HaggiZ writes "Vitacraft are claiming to have what they call RFIQin Robotic Cookware (unfortunate name). It's basically pots and pans that you can place RFID cooking cards in the handle with. The communicate with the induction stove 16 times a second to adjust the cooking when required. Neat idea, although I'm not sure anything I cook needs to have it's temperature reviewed or adjusted every 0.06 of a second." For all the evil uses of RFID that have been floated over the years, it's nice to see that someone is going to finally make it so I stop burning my lunch.

3 of 133 comments (clear)

  1. Grammar Police to the rescue by __aatskl8715 · · Score: 4, Informative

    For the millionth time, it's = contraction of 'it is'. its=posessive of it.

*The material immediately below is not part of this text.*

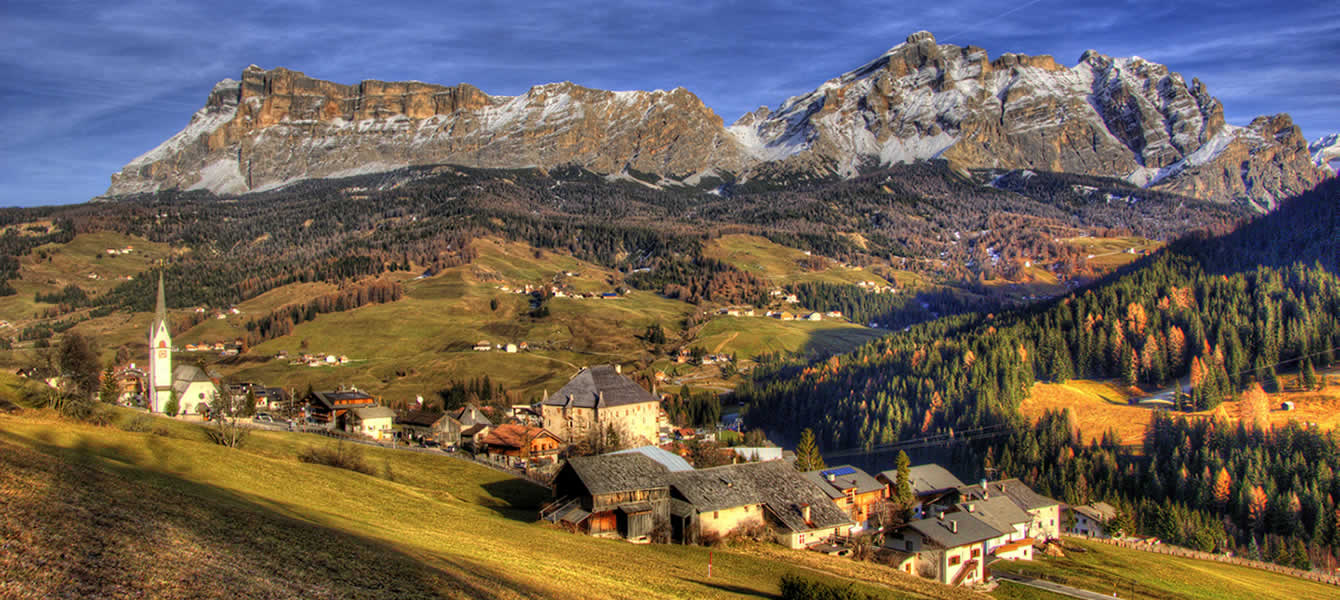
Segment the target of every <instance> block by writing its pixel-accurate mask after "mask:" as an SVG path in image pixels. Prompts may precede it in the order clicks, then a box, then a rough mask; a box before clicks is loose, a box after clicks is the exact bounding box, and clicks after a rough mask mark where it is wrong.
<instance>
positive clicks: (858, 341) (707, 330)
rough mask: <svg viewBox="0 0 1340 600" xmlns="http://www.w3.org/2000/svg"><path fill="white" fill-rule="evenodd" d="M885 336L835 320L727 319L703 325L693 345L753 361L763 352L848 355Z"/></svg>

  2. Re:Wrong target market. by NoseBag · · Score: 2, Informative

    Which leaves the only market being people with too much money, a love for new toys and no culinary skills. ...which explains why it's on /., I guess.

    --
    Cloned foods give the statement "We had that last week!" a whole new meaning.
  3. Chocolate (and other candies) by Anonymous Coward · · Score: 2, Informative

    Chocolate, candies, and sauces come to mind. Especially chocolate.

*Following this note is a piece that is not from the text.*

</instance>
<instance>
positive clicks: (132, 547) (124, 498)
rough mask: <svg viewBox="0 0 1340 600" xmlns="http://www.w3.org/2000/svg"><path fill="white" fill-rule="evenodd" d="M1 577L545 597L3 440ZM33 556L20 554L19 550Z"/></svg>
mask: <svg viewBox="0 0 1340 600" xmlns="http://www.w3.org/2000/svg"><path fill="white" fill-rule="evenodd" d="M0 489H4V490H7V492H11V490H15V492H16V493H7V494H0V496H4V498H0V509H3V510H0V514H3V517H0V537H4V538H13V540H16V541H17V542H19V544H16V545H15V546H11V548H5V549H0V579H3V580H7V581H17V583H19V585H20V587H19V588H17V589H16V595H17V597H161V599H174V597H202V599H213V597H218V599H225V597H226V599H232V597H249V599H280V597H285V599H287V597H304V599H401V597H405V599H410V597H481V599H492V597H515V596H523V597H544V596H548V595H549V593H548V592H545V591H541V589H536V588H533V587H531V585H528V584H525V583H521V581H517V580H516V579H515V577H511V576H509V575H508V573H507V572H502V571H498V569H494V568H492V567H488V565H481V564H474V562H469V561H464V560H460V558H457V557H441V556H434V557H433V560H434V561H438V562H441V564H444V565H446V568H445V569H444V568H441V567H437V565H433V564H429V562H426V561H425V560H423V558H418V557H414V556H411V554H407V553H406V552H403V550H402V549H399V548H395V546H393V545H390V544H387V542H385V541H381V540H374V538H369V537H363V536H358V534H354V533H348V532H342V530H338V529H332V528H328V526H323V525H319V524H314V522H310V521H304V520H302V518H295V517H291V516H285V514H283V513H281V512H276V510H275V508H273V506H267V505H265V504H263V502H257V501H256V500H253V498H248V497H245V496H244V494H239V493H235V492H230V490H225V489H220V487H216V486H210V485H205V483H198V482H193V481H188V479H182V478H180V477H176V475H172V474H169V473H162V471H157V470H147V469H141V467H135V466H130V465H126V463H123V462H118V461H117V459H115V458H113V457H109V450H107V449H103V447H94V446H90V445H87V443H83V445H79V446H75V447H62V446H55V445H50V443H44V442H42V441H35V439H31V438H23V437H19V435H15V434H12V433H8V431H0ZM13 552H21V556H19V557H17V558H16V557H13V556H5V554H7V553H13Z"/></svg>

    Cocao butter in chocolate melts around 90F. Ideal melting temperature is between 40-45C (104-113F). Above that (45C, 115F), the chocolate scorches.

    For tempering (the shiny coatings), you melt it at around 110F, cool it to 79-80F, and then warm it back to 90F. Automating it is very handy.

    Candies (and related sauces) are very temperature sensitive. Sugar melts at 146C (367F). Just right and you get caramel. Just wrong and you get carbon.